MOTIFS DE LA DÉCISION
La défense ne soutient aucun argument in limine litis sur la régularité de la procédure ni au titre de la reçevabilité de la requête aux fins de prolongation de la rétention.
SUR LA CONTESTATION DE LA REGULARITE DE LA DECISION DE PLACEMENT EN RETENTION
Il convient de prononcer la jonction de la requête en contestation du placement en rétention et de la requête en prolongation de la rétention administrative.
Le conseil de M. [S] [M], qui reconnaît à l’audience être [E] [I], né le 17 août 1989 à [Localité 1] (Algérie), de nationalité algérienne, soutient que la requête est entachée d’une erreur manifeste d’appréciation de sa situation personnelle, en ce qu’il serait affecté d’une maladie chronique des reins qui ne peut être prise en charge dans son pays d’origine, constitutive d’un facteur de vulnérabilité méconnu par le Préfet.
Sur l’insuffisance de motivation de l’acte, le défaut d’examen de la situation personnelle et particulière de l’étranger et l’erreur manifeste d’appréciation quant à la vulnérabilité
L’article L. 741-6 du Code de l’entrée et du séjour des étrangers et du droit d’asile édicte que la décision de placement en rétention prise par l’autorité administrative est écrite et motivée.
En vertu de l’article L741-1 du Code de l’entrée et du séjour des étrangers et du droit d’asile, l’autorité administrative peut placer en rétention, pour une durée de quatre jours, l’étranger qui se trouve dans l’un des cas prévus à l’article L. 731-1 lorsqu’il ne présente pas de garanties de représentation effectives propres à prévenir un risque de soustraction à l’exécution de la décision d’éloignement et qu’aucune autre mesure n’apparaît suffisante à garantir efficacement l’exécution effective de cette décision.

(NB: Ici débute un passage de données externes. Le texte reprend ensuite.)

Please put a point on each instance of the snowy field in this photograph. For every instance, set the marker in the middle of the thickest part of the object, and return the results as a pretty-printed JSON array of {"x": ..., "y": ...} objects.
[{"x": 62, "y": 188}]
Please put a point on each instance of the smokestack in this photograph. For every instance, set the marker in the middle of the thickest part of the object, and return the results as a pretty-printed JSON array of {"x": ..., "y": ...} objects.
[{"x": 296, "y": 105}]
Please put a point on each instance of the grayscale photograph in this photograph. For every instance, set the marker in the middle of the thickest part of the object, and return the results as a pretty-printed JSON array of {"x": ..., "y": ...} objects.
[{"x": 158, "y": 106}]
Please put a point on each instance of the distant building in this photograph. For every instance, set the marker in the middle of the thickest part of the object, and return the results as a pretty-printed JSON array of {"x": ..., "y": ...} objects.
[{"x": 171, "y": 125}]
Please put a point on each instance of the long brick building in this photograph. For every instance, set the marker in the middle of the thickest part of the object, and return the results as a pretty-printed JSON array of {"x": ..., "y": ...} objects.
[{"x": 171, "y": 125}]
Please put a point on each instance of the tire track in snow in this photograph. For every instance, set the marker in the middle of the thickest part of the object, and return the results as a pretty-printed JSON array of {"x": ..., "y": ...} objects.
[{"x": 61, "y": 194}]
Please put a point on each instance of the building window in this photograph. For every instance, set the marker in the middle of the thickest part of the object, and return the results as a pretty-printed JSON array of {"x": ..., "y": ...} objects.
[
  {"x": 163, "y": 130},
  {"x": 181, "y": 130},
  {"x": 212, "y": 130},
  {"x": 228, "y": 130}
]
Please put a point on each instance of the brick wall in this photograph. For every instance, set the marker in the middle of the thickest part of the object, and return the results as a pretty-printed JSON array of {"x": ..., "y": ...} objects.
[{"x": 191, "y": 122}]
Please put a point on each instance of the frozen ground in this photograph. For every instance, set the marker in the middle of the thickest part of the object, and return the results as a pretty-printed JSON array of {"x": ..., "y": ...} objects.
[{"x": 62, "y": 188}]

Le risque mentionné au premier alinéa est apprécié selon les mêmes critères que ceux prévus à l’article L. 612-3 ou au regard de la menace pour l’ordre public que l’étranger représente.
Or, il ressort de l’examen de l’arrêté de placement en rétention contesté, au visa de l’article L 742-1 du Code de l’entrée et du séjour des étrangers et du droit d’asile que le préfet de la Haute-Garonne. a motivé sa décision de la manière suivante :
M. [S] [M] est entré irrégulièrement en France ,qu’il ne possède pas passeport original en cours de validité,qu’il ne justifie pas de ressources,qu’il ne présente aucun billet de transport exécuter la mesure,qu’il n’a pas déferré à une précédente mesure d’éloignement,qu’il a fait l’objet de condamnations pénales,qu’il a déclaré ne pas vouloir retourner dans son pays d’origine,qu’il ne justifie pas d’une adresse effective et permanente dans un local affecté à son habitation principale ; qu’il ne justifie pas être dans l’impossibilité de quitter le territoire français ni de pouvoir regagner son pays d’origine ou se rendre dans aucun autre pays ; que son problème aux riens ne fait pas obstacle à son placement en rétention administrative dès lors qu ses conditions de placement seront adaptés à sa situation.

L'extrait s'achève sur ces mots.